4. La utopía de la izquierda

Queda claro, pues, que la encarnación de esta pretensión de naturaleza utópico-ideológica no es exclusiva del marxismo. Cuando una buena parte de los intelectuales reputados «conservadores», en América y en Europa, limitaban su punto de mira a la denuncia de aquél, a la percepción de nuestro autor no escapaban ni los lazos intelectuales que unían el gnosticismo marxista al liberalismo occidental ni la debilidad endémica de este último. En sus estudios sobre la encrucijada de la izquierda –de 1970–, constata que la izquierda política en el poder es rechazada, dondequiera que sea, por su ultraizquierda, encontrándose prisionera de una clase intelectual enemiga de Id concreto y que considera la utopía como solución final[6]. Este «impasse» –decía– es, ante todo, teórico, pues el fracaso de la izquierda se debe más a su horror ante el statu quo que a una incapacidad para gobernar. Así, «la izquierda hace todo lo que puede para minar las instituciones y las formas sociales existentes, con vistas a hacer coincidir las instituciones y las formas futuras con la idea que de ellas tiene; pero cuando el futuro toma forma, se consolida y comienza a existir sobre sus propias bases, en una palabra, se convierte también en situación, la izquierda pone en cuestión estas bases, las considera como una especie de coagulación nociva de lo que, según ella, debería permanecer siempre «fluido»[7].

5. ¿Hacia un tercer modelo? El «socialismo sin rostro»

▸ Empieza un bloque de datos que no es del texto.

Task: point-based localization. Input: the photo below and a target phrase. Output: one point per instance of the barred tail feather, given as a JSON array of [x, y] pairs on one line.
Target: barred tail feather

En ese mismo contexto, Molnar, atento siempre a las tendencias y líneas de fuerza que muestran los acontecimientos, iba a vérselas –en 1976– con el descrédito de las dos grandes ideologías mundiales. Adviene en el prólogo que, en su intención, no hay deseo alguno de pontificar sobre «el fin de las ideologías», sino que tan sólo trata de resumir ciertas observaciones que forman «una historia del presente». El punto de partida brota de la ruina de presupuestos tales como democracia, liberalismo, capitalismo, comunismo, orden constitucional, parlamento, pluralismo, partido político, burguesía, proletariado, lucha de clases, etc. La idea a la sazón dominante, ante esta crisis sólo disimulada por la ubiquidad agresiva de los medios de comunicación –entre los que cuenta la Universidad y las editoriales–, era que el futuro habría de desenvolverse según las líneas liberal-democrática y marxista, o mejor, entre estas dos grandes líneas de pensamiento, que –según los profesores de ciencia política y los políticos– se verían obligados a converger.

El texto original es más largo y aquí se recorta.